You know what they say — an apple a day keeps the doctor away. That may not be entirely true, particularly if you’ve received a prostate cancer diagnosis, but there’s no denying that the apple is one healthy food.
That’s because the typical apple is an excellent source of vitamins like vitamin A and vitamin C, in addition to fiber, which can help keep the digestive system functioning as it should. But apples also contain quercetin, a flavonoid that has been shown to fight inflammation and the progress of cancer. And, because it contains antioxidants, the apple can also help limit the risk of getting cancer in the first place.
There are few foods more chock-full of cancer-fighting antioxidants than berries like raspberries, blueberries, blackberries, cranberries, and strawberries. All of these types of berries are good options if you’re looking for antioxidants that can help control free radicals and fight inflammation.
Of course, berries are also an excellent source of vitamins like vitamin C and vitamin K, in addition to fiber. Keep in mind, however, that berries do contain a lot of sugar. Also, some types of berries, such as blueberries and blackberries, contain more cancer-fighting agents than strawberries or raspberries.
6. Fresh, Lean Protein
There’s nothing wrong with eating meat following a prostate cancer diagnosis, but it’s a good idea to stick with fresh and lean meat, such as chicken breast and turkey, rather than fatty cuts of pork, beef, lamb, or chicken. Lean meats contain all of the protein without the saturated fat that could make weight management a challenge for someone fighting prostate cancer.
It’s also worth noting that highly processed meats, such as hot dogs or fast food hamburgers, sometimes contain preservatives that can compromise the immune system and increase the chances of developing cancer or having cancer spread. For that reason, keep your meat consumption to fresh meat.
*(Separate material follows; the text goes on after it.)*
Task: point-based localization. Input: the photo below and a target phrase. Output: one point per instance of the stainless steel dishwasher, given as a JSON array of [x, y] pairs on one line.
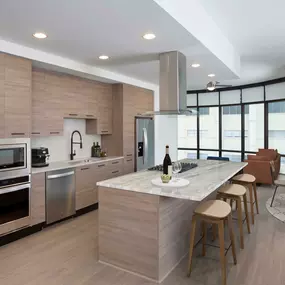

Whether you’re fighting a cancer diagnosis or not, it’s important to stay hydrated by drinking good, old-fashioned water. You don’t need to consume sports drinks, carbonated water, or fancy vitamin waters — just plain tap water is often all you need to keep your body hydrated and ready to fight any illness, like prostate cancer, that comes along.
How much water do you need? That largely depends on how active you are and the health challenges you’re facing. If you’re only moderately active and generally healthy, you should only need about five to seven glasses of water each day, while someone who’s constantly on-the-go or fighting an illness may need more.
8. Cruciferous Veggies
Some of the healthiest foods you can eat are cruciferous vegetables like cauliflower, kale, cabbage, broccoli, and Brussels sprouts. Not only do these vegetables contain lots of fiber, which can ensure your digestive system functions as it should, they’re packed with phytochemicals that can help control the body’s free radicals and reduce the impact of cancers like prostate cancer.
Just keep in mind that some people may experience discomfort when sharply increasing their intake of cruciferous vegetables, which are extremely high in fiber. For that reason, you may want to add these vegetables to your diet slowly but steadily.
Looking for a food that’s full of antioxidants like beta carotene as well as fiber? Then look no further than the famous carrot, which is rich in a variety of vitamins and minerals. For people who have been diagnosed with a serious illness like prostate cancer, the carrot’s healthy supply of antioxidants can be helpful in combating free radicals and limiting an illness’s chance of spreading further.
Carrots are extremely durable and affordable. Buy them in large packs and they’ll last for a long time, especially if they’re refrigerated. Because of their density, leave lots of time if you plan to cook them.